Macli also points to a direct connection between artists and fans that doesn’t exist on platforms like Spotify, which rely on one-way distribution through intermediaries. By contrast, the ability to upload directly to the platform allows artists to release their music as quickly as possible, maintain complete ownership over their profiles, and bolster their fan-artist relationships.  In turn, listeners enjoy hands-on involvement in the releases of their favorite artists.

“It’s important to have the artist on the platform directly,” Macli says. “If they need to upload, change, or respond to comments, they should be able to do that. The future of music streaming platforms is a one-to-one connection — artists directly interacting with their fans.”

Removing barriers may ultimately become integral to breaking new talent in an organic fashion, an unexpected downside of heavier paywalling. Take Lil Nas X’s single “Old Town Road,” which started with a creative teenager and became a record-breaking phenomenon through low-cost experimentation, perfect timing, and the ability to upload directly.

Spotify is introducing more tools for artists, but primarily, that sort of artist control is happening on free-access platforms, where the Lil Nas Xs, the XXXTENTACIONs, and the Chance The Rappers of the world get their start.
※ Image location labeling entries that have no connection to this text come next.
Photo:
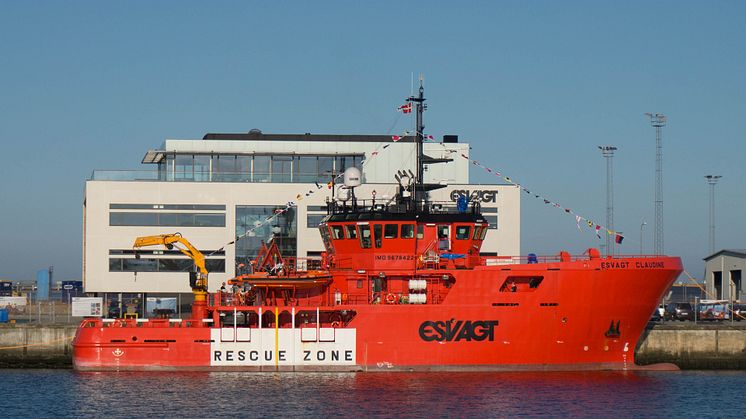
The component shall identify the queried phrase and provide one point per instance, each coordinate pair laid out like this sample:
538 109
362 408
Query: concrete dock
688 345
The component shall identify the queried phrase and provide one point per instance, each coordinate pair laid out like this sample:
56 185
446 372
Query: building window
282 169
255 224
260 172
162 265
166 219
224 168
184 167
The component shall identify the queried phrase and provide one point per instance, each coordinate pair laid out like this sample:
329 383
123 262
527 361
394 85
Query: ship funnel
343 194
353 177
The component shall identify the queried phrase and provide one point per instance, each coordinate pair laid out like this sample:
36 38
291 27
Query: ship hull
584 315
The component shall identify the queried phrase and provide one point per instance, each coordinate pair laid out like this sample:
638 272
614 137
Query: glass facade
279 168
284 228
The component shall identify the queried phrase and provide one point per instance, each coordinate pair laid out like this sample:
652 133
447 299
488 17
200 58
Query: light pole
658 121
608 152
712 180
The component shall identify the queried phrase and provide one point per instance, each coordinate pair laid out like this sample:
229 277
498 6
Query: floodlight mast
712 180
658 121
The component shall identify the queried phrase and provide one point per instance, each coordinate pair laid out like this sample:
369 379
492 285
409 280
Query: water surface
654 394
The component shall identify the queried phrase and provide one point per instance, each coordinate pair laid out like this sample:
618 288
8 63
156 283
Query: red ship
401 286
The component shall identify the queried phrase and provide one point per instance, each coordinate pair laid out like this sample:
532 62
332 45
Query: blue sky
534 86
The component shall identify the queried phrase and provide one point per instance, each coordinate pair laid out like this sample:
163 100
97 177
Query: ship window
478 233
463 232
325 237
364 233
351 232
377 233
521 283
390 231
337 232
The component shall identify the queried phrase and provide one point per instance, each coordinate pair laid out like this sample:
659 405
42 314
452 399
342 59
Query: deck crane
197 280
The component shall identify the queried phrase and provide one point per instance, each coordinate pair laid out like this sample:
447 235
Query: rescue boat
400 287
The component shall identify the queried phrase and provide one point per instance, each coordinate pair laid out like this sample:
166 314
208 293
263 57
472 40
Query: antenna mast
419 101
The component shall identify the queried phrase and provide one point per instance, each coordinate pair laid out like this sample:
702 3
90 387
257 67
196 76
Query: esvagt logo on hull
458 330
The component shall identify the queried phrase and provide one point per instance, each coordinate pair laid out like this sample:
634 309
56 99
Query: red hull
585 314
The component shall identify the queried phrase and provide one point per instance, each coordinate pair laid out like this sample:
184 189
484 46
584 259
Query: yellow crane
197 280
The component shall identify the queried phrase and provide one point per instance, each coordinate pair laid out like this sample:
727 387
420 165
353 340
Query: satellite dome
353 177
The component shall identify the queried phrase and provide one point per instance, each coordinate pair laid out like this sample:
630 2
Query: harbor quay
716 346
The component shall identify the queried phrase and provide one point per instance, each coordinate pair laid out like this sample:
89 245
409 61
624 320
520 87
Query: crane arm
169 240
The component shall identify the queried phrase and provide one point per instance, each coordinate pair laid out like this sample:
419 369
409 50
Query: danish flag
405 108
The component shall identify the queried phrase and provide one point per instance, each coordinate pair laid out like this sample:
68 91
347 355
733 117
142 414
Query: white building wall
100 237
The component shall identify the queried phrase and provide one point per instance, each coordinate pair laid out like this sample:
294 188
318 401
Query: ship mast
420 193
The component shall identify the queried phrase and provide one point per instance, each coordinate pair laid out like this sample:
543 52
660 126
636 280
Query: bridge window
390 231
463 232
377 233
337 232
407 231
351 232
364 233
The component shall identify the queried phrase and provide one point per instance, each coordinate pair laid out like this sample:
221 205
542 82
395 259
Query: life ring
390 298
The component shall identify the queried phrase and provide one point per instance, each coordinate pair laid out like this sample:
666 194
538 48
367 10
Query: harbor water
44 393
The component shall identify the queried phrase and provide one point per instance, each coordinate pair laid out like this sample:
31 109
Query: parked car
679 311
714 310
656 317
739 312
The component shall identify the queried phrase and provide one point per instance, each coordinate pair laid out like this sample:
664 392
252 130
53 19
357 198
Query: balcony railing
159 176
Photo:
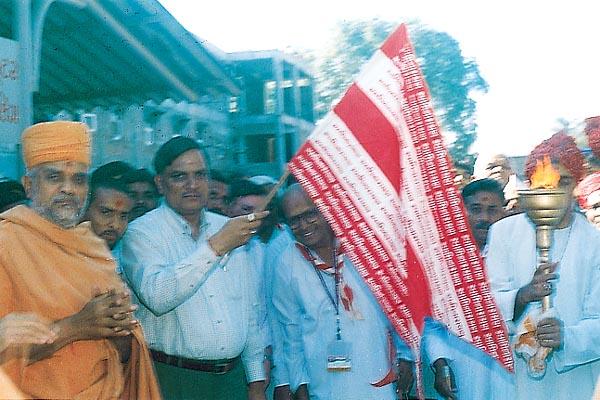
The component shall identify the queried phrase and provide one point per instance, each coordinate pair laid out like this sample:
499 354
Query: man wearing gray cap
197 304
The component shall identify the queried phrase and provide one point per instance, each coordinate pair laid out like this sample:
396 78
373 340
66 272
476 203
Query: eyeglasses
310 217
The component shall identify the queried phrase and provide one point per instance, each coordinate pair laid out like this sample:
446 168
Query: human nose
67 187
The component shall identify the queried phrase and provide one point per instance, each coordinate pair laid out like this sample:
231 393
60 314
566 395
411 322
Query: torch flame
545 176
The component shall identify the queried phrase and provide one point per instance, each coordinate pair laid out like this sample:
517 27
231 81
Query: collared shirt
307 315
116 253
266 255
192 303
511 262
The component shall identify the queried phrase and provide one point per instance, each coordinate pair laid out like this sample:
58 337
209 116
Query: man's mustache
483 225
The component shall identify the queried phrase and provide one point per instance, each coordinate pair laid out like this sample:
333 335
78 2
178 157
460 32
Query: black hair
139 175
111 170
243 187
220 176
173 148
117 185
11 193
483 185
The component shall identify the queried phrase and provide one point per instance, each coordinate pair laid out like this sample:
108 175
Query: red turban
560 148
588 191
592 130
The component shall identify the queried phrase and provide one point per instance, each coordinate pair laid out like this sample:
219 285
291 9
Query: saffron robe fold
53 272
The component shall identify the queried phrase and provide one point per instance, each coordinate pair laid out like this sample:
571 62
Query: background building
131 72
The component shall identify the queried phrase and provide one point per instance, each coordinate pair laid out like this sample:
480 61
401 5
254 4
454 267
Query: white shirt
511 262
307 317
190 305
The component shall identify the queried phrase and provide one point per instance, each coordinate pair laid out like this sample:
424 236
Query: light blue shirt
307 317
477 375
192 303
265 256
511 262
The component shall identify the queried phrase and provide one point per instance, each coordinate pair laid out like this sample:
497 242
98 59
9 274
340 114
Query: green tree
451 78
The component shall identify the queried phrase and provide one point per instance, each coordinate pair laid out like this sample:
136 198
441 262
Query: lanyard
335 301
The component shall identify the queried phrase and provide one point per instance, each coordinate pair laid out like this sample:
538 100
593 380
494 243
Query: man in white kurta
574 288
307 314
511 263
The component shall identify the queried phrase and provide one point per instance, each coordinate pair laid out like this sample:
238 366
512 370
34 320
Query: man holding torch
551 300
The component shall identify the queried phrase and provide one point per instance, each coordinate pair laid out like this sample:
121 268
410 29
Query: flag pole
274 190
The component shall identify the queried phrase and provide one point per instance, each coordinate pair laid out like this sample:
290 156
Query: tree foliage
451 78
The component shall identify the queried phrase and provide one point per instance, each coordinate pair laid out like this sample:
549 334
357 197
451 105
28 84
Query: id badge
339 356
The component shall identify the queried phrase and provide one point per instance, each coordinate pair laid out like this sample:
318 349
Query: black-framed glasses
310 217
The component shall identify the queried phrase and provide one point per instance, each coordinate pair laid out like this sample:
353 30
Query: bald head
304 219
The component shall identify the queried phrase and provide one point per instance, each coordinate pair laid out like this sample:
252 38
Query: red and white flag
378 170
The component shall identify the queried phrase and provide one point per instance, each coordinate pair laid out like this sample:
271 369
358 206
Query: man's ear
158 180
26 181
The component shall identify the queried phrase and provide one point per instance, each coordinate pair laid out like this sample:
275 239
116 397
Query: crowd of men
184 283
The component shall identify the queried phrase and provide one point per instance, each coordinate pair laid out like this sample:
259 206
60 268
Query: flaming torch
545 205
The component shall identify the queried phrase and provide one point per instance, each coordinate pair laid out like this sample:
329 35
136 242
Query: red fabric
586 187
346 294
560 148
377 169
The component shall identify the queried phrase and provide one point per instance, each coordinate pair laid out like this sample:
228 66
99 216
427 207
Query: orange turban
588 191
56 141
560 148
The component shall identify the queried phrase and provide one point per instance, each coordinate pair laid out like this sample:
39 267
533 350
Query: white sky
540 59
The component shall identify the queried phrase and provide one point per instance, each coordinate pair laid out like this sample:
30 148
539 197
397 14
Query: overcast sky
541 59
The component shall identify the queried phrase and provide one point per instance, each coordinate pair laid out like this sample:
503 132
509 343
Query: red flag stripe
372 129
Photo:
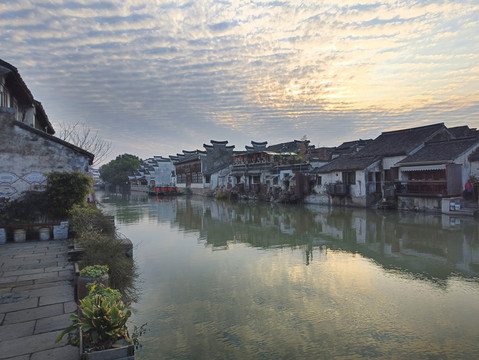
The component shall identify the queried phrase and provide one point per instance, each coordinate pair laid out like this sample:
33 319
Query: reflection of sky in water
227 281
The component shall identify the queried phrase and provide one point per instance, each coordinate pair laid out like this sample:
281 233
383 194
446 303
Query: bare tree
84 137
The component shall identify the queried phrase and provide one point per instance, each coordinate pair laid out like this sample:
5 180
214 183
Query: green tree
116 171
66 189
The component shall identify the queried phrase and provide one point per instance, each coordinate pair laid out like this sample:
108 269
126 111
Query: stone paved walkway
36 299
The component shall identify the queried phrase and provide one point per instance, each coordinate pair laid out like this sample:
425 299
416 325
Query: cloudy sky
156 77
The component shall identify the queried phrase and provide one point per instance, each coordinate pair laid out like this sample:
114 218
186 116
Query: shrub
64 190
104 249
89 219
94 270
102 319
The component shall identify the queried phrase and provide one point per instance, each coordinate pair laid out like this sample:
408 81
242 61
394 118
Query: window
181 178
349 177
196 178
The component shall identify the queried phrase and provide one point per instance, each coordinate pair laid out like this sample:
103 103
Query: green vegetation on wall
116 171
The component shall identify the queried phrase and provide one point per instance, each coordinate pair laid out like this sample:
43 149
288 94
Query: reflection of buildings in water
415 242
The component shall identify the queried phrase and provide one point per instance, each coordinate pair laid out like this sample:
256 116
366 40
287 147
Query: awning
423 167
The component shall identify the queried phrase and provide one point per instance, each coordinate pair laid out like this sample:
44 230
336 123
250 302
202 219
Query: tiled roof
347 163
446 150
400 142
462 131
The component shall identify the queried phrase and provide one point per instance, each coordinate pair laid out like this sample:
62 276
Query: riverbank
36 299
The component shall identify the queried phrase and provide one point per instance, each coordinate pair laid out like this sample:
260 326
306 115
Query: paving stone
30 344
8 279
59 268
34 313
69 307
45 290
20 303
57 298
23 262
53 323
12 284
49 263
52 276
22 357
24 272
63 353
24 288
13 331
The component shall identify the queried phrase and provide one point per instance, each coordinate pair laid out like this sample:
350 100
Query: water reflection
430 246
261 281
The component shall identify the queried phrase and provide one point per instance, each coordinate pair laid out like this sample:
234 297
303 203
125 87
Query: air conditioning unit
340 189
389 192
331 189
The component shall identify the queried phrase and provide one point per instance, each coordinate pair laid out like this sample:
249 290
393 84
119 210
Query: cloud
169 73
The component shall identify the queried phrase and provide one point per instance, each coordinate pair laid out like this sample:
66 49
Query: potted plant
101 325
92 274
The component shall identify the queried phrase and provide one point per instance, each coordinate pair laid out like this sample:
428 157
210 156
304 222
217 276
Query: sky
157 77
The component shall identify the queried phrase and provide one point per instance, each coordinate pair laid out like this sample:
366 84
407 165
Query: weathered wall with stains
26 156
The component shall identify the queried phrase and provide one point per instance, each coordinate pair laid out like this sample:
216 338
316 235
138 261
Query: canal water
227 280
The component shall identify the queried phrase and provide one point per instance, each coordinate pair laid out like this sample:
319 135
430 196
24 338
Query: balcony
435 188
338 189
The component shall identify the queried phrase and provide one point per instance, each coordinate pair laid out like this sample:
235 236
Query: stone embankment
36 299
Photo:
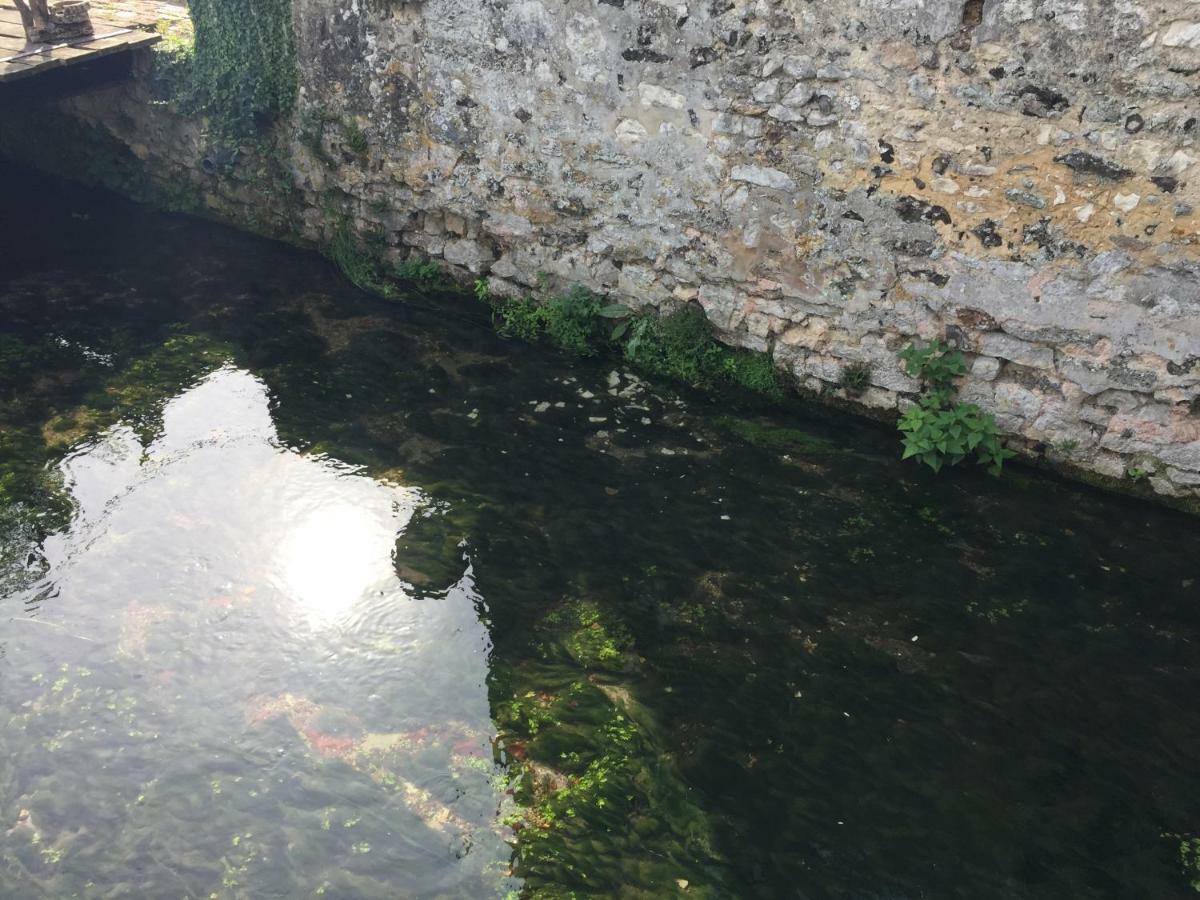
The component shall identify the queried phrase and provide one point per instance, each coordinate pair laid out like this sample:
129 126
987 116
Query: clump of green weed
520 317
355 137
424 271
588 636
856 377
780 441
573 321
940 430
360 268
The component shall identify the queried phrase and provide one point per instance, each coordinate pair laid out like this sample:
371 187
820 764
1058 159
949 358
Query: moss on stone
780 441
586 634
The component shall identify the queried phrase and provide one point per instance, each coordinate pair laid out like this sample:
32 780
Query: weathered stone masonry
828 179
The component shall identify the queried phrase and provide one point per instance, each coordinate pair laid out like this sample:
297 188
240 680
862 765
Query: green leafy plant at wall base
939 430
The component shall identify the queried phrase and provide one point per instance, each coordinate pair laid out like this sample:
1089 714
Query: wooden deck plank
119 29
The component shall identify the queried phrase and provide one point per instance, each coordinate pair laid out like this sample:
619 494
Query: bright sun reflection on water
324 533
334 556
252 593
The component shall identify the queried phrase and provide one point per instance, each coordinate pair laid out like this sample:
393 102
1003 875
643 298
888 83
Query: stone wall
828 179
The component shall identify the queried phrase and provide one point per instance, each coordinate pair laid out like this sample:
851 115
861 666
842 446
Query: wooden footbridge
119 27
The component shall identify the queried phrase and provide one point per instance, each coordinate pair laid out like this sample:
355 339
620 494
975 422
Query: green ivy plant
241 71
940 430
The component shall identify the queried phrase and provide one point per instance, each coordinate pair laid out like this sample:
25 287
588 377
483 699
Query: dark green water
307 593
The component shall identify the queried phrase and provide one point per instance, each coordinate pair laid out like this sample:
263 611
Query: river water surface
307 593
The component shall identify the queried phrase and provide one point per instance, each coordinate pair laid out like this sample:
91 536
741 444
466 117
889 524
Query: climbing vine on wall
244 66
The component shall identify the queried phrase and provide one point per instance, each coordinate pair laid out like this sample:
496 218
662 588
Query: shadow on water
311 592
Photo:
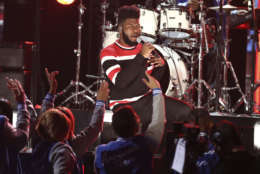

There’s no distribution middleman, playlist curator, or one-way street, which opens the door to all sorts of experimental ideas and fresh talent.

Audiomack is now part of the growing data pile scoured by A&Rs across innumerable labels and publishers.

Columbia, a Sony Music Entertainment label, recently inked a deal with rapper Polo G, based largely on his trending surge on free platforms like Audiomack.

Other examples of artists who first percolated on Audiomack include Young Thug (Atlantic), Migos (Capitol), Fetty Wap (300), A Boogie wit da Hoodie (Atlantic), 21 Savage (Epic), Juice WRLD (Interscope), Chance the Rapper, YoungBoy Never Broke Again (Atlantic), Lil Baby (Capitol), Gunna (300), Moneybagg Yo (Interscope), Young M.A, Calboy (RCA), Lil Tjay (Columbia), Kevin Gates (Atlantic), YNW Melly (300), Lil Tecca (Republic), JayDaYoungan (Atlantic), and more.

As for the list of up-and-coming rappers about to break — you should probably contact Audiomack about their dataset.